Je viens à peine, plus haut, de signaler une tribune que j’ai écrite ce mardi dans le journal Le Monde. Et voilà que je découvre que le même numéro est barré par un titre de “une” sur la viande. Et quel titre, mes chers aïeux ! Ni plus ni moins que Manger moins de viande pour sauver la planète ? La journaliste qui signe le papier, Gaëlle Dupont, m’a appelé ici même, d’où je vous écris, et ma foi, je n’ai aucune raison de me plaindre. Avant de vous livrer ci-dessous son texte, laissez-moi vous dire mon plaisir. Il y a trois mois, juste avant que ne paraisse Bidoche, mon livre sur l’élevage industriel, personne ou presque ne se hasardait sur ce terrain. Je ne prétendrai pas – ce serait ridicule – être le seul à m’être bougé, mais il est au moins certain que mon travail aura servi à quelque chose. Ce quelque chose qui n’est presque rien, mais qui m’oblige, sans aucun doute possible. L’article de Gaëlle Dupont :

Manger moins de viande, c’est bon pour la planète. Impossible d’ignorer le message : la consommation de produits carnés a fait, à l’occasion du sommet de Copenhague sur le climat, l’objet d’attaques inédites.

L’ancien Beatles Paul McCartney a ouvert les hostilités en appelant, début décembre, depuis la tribune du Parlement européen, à ne pas en consommer un jour par semaine. Plusieurs personnalités françaises, dont les politiques Corinne Lepage et Yves Cochet, l’écologiste Allain Bougrain-Dubourg et le botaniste Jean-Marie Pelt, ont observé à Copenhague une « grève de la viande ». Leur message : l’industrie de l’élevage est une « aberration » qui produit des dégâts considérables sur l’environnement. Un repas avec viande et produits laitiers équivaut, en émissions de gaz à effet de serre, à 4 758 km parcourus en voiture, contre 629 km pour un repas sans produits carnés ni laitiers. Pour protéger la planète, il est donc aussi efficace – sinon plus – de se priver de viande que de rouler à vélo ou de baisser le chauffage.

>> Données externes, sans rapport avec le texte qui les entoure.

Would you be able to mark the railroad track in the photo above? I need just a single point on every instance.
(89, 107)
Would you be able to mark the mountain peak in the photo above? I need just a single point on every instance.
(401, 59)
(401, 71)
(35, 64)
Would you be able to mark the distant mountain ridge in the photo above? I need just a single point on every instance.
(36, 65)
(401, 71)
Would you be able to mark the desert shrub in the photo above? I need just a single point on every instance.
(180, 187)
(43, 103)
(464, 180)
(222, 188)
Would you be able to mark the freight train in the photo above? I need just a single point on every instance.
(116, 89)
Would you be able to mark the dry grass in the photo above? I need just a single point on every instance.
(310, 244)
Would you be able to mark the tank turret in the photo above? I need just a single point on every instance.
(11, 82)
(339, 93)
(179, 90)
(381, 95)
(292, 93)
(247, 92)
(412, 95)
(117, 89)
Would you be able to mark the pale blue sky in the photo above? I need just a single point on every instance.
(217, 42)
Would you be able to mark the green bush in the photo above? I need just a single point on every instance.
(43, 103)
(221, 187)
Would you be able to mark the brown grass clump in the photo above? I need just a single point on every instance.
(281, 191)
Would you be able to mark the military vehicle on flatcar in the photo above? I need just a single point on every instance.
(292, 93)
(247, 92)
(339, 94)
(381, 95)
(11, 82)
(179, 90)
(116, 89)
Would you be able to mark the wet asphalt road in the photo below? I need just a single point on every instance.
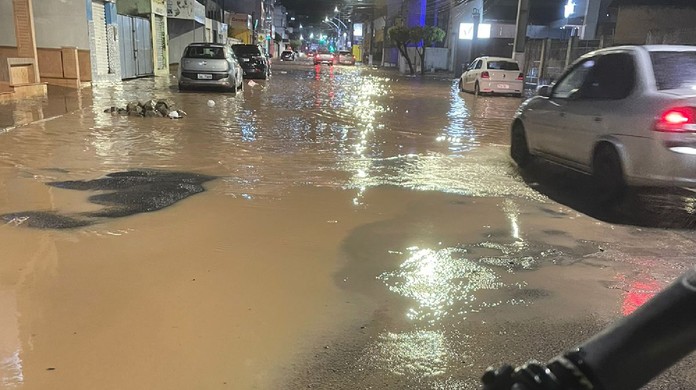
(331, 228)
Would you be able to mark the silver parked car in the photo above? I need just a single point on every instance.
(492, 75)
(210, 65)
(626, 115)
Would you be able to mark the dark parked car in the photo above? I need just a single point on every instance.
(287, 55)
(346, 58)
(210, 65)
(323, 56)
(253, 60)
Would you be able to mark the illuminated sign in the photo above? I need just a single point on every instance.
(569, 9)
(466, 31)
(357, 29)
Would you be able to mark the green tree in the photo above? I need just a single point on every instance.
(424, 37)
(401, 36)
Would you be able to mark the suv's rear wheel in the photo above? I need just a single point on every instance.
(607, 173)
(519, 150)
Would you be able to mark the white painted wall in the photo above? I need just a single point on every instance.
(56, 23)
(60, 23)
(7, 34)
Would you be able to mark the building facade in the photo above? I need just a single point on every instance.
(144, 43)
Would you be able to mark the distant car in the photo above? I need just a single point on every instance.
(346, 58)
(210, 65)
(492, 75)
(625, 115)
(323, 56)
(287, 55)
(253, 59)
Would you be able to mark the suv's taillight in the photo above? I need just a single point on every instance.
(677, 120)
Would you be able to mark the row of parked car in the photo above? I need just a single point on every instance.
(220, 65)
(625, 115)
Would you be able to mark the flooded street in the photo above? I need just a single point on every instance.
(331, 228)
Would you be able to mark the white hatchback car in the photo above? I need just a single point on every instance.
(492, 75)
(626, 115)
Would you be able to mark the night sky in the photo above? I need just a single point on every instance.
(541, 11)
(315, 9)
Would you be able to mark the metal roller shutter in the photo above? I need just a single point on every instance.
(100, 42)
(160, 42)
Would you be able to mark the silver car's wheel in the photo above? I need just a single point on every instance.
(607, 173)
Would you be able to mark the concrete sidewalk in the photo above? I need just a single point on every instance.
(57, 102)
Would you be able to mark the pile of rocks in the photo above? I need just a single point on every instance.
(151, 108)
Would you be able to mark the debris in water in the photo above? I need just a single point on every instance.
(151, 108)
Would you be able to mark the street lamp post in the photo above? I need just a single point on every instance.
(476, 14)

Les éructations des ruminants produisent 37 % du méthane émis du fait des activités humaines. Le potentiel de réchauffement global du méthane est 23 fois supérieur à celui du CO2. Le stockage et l’épandage de fumier sont responsables de 65 % des émissions d’oxyde nitreux, le plus puissant des gaz à effet de serre. La déforestation pour convertir des terres en pâturages ou en cultures fourragères (destinées à l’alimentation du bétail) est responsable de 9 % des émissions de CO2. Selon la FAO, 70 % des terres autrefois boisées d’Amérique du Sud sont aujourd’hui consacrées à l’élevage.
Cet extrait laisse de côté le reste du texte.